June 30 (Bloomberg) -- Chilean policy makers in June discussed keeping interest rates unchanged for the first time since January before voting unanimously to raise lending costs, according to the minutes of the meeting published today on the central bank website.
Chile’s central bank on June 14 raised rates by a quarter-point to 5.25 percent, matching the estimate of 16 of 19 economists surveyed by Bloomberg. Two analysts expected a fourth consecutive half-point increase and one forecast a pause.
Policy makers considered a pause and a quarter-point increase to be “completely plausible” options, according to the minutes. The central bank probably will continue to raise interest rates at a pace that will depend on internal and external economic conditions, according to today’s report.
“The balance of risks for inflation meant it was advisable to continue removing the monetary stimulus to bring it in line with ranges that historically had been considered neutral,” according to the minutes. “Future steps should be adjusted according to the economic response and projections.”
The central bank’s disclosure that it considered keeping rates unchanged at 5 percent strengthens perspectives that it could pause again this year, Matias Madrid, an economist at Banco Penta in Santiago, said via telephone today.
“There will be pauses,” he said. “In July they will increase by 25 basis points before keeping rates unchanged in August.”
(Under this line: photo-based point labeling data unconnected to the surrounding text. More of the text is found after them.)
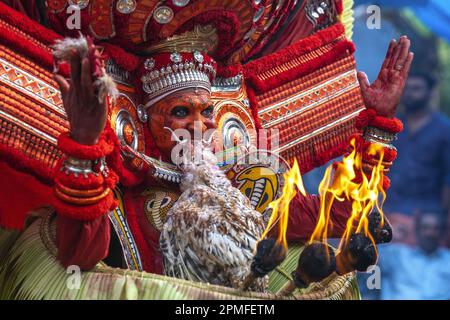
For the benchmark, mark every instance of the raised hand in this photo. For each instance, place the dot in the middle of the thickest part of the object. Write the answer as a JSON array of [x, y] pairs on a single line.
[[385, 92], [87, 117]]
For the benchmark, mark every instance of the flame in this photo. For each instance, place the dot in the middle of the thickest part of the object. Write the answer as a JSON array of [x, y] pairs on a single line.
[[280, 207], [365, 195]]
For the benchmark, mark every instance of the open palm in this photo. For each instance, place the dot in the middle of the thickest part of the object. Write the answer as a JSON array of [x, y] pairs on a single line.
[[385, 92]]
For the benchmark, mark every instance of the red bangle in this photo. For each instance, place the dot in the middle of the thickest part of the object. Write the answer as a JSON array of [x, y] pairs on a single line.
[[369, 117], [104, 146]]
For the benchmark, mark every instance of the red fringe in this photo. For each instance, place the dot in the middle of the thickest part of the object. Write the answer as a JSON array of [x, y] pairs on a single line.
[[27, 25], [103, 148], [85, 213], [342, 49], [127, 177], [339, 6], [254, 107], [294, 51], [229, 71], [19, 161], [123, 59], [369, 117]]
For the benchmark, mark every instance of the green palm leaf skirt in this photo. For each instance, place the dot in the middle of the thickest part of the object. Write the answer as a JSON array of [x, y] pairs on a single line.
[[29, 270]]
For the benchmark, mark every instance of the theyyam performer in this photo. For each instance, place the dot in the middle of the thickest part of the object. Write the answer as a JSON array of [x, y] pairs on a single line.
[[111, 165]]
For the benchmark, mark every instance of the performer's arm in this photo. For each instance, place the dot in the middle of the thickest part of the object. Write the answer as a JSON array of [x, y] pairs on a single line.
[[83, 189], [83, 185], [377, 124]]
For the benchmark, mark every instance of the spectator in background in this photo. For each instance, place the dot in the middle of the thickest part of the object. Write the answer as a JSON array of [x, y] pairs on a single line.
[[420, 272], [420, 176]]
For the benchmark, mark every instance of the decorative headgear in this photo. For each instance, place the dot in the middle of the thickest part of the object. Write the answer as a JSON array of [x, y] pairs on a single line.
[[166, 73]]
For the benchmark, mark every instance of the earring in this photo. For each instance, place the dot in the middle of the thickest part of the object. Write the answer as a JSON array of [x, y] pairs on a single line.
[[142, 113]]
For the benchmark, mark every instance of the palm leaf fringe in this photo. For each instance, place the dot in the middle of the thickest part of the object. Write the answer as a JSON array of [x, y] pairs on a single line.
[[29, 270]]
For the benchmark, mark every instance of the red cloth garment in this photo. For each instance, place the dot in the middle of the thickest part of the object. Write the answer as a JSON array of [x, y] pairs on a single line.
[[82, 243]]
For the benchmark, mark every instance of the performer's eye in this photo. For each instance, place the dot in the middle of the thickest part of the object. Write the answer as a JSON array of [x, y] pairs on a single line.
[[208, 112], [180, 112]]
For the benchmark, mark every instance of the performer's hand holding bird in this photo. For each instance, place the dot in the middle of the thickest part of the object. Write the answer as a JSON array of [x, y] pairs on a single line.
[[85, 106]]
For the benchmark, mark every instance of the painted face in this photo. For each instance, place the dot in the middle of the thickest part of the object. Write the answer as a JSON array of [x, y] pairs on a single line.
[[180, 110]]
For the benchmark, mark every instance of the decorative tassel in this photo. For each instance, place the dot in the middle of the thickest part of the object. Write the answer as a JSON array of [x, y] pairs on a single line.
[[104, 84]]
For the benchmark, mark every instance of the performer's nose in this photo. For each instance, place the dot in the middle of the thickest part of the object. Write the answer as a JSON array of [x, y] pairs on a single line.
[[197, 124]]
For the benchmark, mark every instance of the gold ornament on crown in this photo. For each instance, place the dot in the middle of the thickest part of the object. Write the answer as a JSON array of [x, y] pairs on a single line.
[[203, 38]]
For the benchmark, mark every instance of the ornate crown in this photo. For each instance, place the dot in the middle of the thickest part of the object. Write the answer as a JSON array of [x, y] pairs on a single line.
[[166, 73]]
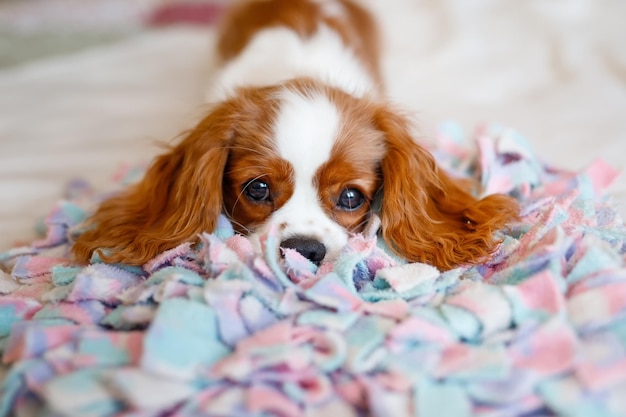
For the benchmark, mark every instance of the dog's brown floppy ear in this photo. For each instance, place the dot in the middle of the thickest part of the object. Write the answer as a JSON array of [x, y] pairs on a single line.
[[179, 197], [426, 215]]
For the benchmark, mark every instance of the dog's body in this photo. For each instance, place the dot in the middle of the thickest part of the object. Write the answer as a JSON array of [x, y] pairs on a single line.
[[299, 140]]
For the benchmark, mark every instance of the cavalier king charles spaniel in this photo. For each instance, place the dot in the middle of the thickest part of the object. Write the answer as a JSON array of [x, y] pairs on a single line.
[[299, 139]]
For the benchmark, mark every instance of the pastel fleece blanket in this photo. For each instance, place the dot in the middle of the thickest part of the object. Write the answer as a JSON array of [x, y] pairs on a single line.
[[217, 330]]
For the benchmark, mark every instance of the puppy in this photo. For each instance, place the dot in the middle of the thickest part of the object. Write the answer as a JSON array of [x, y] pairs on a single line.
[[300, 140]]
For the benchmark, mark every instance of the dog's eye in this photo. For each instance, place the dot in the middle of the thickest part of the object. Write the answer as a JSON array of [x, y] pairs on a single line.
[[350, 199], [257, 190]]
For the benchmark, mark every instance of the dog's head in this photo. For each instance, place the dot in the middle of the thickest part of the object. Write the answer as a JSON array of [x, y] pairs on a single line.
[[307, 160]]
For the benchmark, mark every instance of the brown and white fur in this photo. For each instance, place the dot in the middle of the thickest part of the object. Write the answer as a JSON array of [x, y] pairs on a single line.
[[299, 139]]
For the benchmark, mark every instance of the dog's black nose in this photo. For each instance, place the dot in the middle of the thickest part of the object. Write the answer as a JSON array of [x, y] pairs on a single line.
[[311, 249]]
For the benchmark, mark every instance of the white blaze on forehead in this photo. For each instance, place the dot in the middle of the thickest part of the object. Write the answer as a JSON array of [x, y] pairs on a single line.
[[305, 131]]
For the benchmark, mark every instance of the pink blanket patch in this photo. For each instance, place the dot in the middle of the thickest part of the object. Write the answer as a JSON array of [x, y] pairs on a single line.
[[217, 328]]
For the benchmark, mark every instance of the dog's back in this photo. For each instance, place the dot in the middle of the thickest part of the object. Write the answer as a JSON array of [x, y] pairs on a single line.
[[269, 41]]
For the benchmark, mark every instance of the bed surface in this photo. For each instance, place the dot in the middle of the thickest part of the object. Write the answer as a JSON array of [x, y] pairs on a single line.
[[555, 71]]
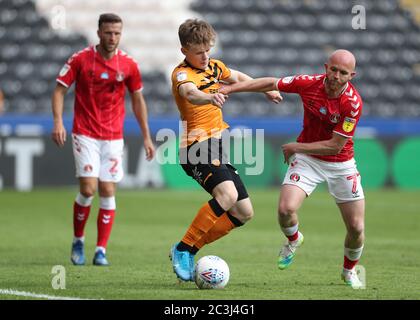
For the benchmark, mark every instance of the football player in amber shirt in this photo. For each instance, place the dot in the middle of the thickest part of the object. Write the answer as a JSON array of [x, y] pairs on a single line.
[[195, 84], [101, 74], [323, 152]]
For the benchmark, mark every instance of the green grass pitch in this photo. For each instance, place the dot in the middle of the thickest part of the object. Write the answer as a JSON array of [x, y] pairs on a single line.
[[36, 232]]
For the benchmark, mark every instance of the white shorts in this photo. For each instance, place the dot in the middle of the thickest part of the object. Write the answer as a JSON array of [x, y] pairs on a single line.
[[343, 179], [98, 158]]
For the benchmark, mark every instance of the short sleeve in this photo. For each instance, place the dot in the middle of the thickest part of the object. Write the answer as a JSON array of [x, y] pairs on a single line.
[[181, 76], [350, 117], [134, 82], [225, 72]]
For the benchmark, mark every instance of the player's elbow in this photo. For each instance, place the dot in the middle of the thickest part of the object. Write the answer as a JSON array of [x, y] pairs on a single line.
[[336, 148]]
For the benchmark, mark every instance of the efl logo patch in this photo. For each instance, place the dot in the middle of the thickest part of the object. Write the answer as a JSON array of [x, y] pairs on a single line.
[[335, 117], [348, 124], [120, 76], [64, 70], [181, 76], [294, 177], [287, 80]]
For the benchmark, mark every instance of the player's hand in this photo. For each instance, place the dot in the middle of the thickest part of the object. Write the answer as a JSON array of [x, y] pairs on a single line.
[[224, 89], [289, 149], [218, 99], [59, 134], [274, 96], [150, 149]]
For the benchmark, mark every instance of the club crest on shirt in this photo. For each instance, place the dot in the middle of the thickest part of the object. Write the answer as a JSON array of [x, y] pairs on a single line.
[[64, 70], [294, 177], [323, 110], [120, 76], [287, 80], [348, 124], [181, 76], [335, 118]]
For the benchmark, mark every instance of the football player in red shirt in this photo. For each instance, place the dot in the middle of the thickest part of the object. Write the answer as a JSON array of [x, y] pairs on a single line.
[[323, 152], [101, 74]]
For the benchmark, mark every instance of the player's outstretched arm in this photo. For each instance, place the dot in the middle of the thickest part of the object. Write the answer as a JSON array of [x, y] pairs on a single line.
[[332, 146], [59, 133], [140, 111], [237, 76], [190, 92], [254, 85]]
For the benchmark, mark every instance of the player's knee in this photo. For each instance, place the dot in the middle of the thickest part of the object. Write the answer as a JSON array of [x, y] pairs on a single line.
[[106, 190], [227, 199]]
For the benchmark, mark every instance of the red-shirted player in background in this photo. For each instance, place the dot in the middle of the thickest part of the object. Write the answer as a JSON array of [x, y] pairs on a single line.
[[323, 152], [101, 74]]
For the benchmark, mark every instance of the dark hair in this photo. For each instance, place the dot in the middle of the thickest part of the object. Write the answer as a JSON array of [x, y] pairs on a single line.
[[108, 18], [194, 31]]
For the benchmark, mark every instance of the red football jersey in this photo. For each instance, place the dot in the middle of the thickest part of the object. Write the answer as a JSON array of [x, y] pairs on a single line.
[[100, 90], [323, 115]]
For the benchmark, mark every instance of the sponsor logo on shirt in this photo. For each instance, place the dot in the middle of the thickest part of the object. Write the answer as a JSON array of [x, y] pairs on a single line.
[[348, 124], [323, 110], [287, 80], [120, 76], [64, 70]]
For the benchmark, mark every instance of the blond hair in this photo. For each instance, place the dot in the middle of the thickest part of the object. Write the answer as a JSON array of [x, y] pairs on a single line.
[[196, 32]]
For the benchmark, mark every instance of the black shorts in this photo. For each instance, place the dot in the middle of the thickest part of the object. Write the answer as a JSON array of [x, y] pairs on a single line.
[[208, 164]]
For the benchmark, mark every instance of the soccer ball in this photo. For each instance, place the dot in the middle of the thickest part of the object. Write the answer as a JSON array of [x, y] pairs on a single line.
[[211, 272]]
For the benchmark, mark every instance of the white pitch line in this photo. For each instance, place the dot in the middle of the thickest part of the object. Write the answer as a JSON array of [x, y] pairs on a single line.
[[12, 292]]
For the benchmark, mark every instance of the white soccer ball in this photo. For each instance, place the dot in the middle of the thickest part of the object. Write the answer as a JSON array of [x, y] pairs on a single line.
[[211, 272]]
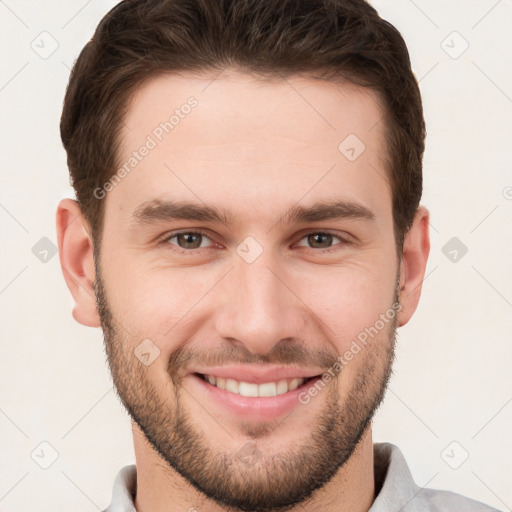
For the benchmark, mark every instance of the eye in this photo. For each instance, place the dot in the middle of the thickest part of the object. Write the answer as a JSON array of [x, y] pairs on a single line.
[[321, 240], [189, 239]]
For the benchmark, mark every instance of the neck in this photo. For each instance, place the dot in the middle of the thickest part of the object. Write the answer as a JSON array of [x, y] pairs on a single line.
[[161, 489]]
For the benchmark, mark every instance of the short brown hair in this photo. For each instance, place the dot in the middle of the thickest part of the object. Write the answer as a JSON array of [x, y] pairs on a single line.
[[139, 39]]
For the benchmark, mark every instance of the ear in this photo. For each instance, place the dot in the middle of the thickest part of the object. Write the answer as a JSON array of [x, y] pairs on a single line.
[[412, 267], [77, 261]]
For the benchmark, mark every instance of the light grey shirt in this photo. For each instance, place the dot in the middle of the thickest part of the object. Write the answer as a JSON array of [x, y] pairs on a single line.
[[398, 492]]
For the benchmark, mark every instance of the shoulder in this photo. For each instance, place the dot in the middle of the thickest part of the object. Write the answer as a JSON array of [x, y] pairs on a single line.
[[396, 489], [447, 501]]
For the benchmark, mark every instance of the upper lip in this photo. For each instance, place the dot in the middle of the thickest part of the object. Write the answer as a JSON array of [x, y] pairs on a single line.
[[258, 374]]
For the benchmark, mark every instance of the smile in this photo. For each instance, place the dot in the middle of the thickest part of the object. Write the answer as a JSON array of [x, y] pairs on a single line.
[[247, 389]]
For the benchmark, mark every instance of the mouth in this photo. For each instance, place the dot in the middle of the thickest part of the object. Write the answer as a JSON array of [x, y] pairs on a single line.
[[250, 401], [254, 390]]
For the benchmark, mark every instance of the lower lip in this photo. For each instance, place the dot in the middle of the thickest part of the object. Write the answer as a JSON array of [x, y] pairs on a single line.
[[252, 408]]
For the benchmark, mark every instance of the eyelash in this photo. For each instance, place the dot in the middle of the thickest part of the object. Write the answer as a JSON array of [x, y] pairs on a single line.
[[172, 235]]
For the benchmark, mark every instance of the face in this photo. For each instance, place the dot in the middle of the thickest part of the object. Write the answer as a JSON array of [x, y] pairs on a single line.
[[251, 244]]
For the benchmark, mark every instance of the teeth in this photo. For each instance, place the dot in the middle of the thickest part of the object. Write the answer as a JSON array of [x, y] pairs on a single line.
[[231, 385], [254, 390]]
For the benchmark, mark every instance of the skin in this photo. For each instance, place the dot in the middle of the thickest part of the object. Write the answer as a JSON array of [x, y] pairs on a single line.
[[256, 149]]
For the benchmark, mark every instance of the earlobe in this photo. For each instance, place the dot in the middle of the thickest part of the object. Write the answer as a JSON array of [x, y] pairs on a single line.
[[412, 267], [77, 261]]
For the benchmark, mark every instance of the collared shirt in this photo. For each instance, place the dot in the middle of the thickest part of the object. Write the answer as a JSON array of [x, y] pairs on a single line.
[[398, 492]]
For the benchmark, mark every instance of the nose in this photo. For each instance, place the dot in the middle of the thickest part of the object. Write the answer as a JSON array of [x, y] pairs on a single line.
[[257, 305]]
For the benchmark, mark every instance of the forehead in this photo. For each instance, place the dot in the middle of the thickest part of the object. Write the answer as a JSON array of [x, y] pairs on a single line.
[[215, 138]]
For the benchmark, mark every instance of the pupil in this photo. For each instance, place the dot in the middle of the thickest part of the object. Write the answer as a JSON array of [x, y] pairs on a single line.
[[189, 239], [317, 236]]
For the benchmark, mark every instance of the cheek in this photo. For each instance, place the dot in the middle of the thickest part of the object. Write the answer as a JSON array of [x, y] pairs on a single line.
[[348, 301]]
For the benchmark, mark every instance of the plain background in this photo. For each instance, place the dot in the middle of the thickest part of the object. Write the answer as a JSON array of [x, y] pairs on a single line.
[[451, 394]]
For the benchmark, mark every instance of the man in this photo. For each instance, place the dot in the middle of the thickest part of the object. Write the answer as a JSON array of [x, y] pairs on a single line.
[[249, 237]]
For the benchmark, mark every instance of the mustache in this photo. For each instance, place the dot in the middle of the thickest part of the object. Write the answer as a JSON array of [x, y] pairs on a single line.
[[283, 353]]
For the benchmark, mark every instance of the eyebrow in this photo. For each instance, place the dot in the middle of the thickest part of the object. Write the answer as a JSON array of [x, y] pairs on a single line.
[[158, 210]]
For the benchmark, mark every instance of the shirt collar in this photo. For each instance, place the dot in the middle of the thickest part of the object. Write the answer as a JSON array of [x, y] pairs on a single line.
[[395, 487]]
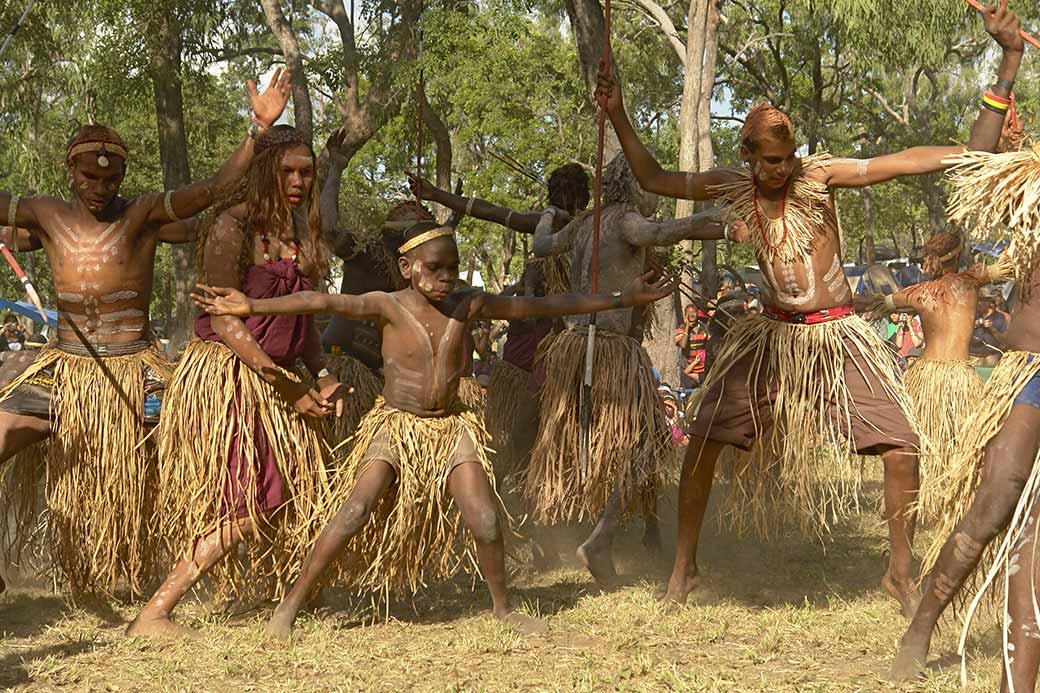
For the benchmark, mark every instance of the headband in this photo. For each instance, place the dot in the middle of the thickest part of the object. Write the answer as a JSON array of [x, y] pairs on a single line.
[[102, 148], [423, 237]]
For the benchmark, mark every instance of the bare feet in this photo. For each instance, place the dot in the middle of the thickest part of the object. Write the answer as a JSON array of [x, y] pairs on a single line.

Lending costs are approaching so-called neutral levels that would neither stimulate nor constrict economic growth and consumer prices, bank President Jose De Gregorio said in a paper published June 22 on the central bank website.
“The world is going through a period of low interest rates and it’s probable that in the short term the neutral interest rate could be somewhat below what previous estimates indicate,” he wrote.
Neutral rates used to be 5 percent to 6 percent before the U.S. held lending costs near zero percent, central bank board member Enrique Marshall said in a May 27 speech in Santiago.
Chile’s two-year interest rate swaps, which reflect traders’ views of future rate decisions, rose three basis points to 5.69 percent from yesterday.
Commodity prices, which have remained “volatile,” and domestic economic growth could cause inflation rates to accelerate, according to the minutes. Signs of a slowdown in the international economic recovery so far have had a “limited” impact on the Chilean economy, according to the report.
“The national economy going forward should demonstrate a growth rate that is in line with its potential,” the central bank wrote. “The alternative hypothesis shouldn’t be ruled out that an increase in the vigor of demand could endure for longer, driven by traction in the labor market.”
Chile’s gross domestic product will expand as much as 7 percent this year, which would be its fastest pace of annual growth since 1996, according to central bank forecasts.
Annual inflation will quicken to 4 percent by December from 3.3 percent in May, the bank said in its quarterly monetary report, published on June 20. Policy makers target annual inflation of 3 percent, plus or minus 1 percentage point over a two-year horizon.
Chile’s growing labor market could exacerbate consumer price pressures in South America’s fifth-largest economy, the central bank said in the monetary policy report.
“One board member indicated that the decline in the unemployment rate, discounting the effects of seasonality, showed that it was increasingly probable that it was below the natural rate of unemployment,” according to the minutes.
Chile’s jobless rate in the three months through May was 7.2 percent, up from 7 percent through April and down from 7.3 percent through March, the National Statistics Institute said in a report today.
The median estimate of 14 economists surveyed by Bloomberg was for unemployment to rise to 7.1 percent through May.
The labor force grew by 0.2 percent to more than 8 million through May from the previous period through April as the economy created 1,670 new jobs, the institute said.
The farm and manufacturing industries shed 63,860 and 15,060 jobs respectively in the three months through May from the previous period through April. Construction companies hired 11,190 workers in the period and fisheries increased employment by 3,810 people, the institute said.
“The unemployment rate still is situated at levels that are quite low,” Cristobal Doberti, chief economist at Bice Inversiones in Santiago, said in an e-mailed note to investors today.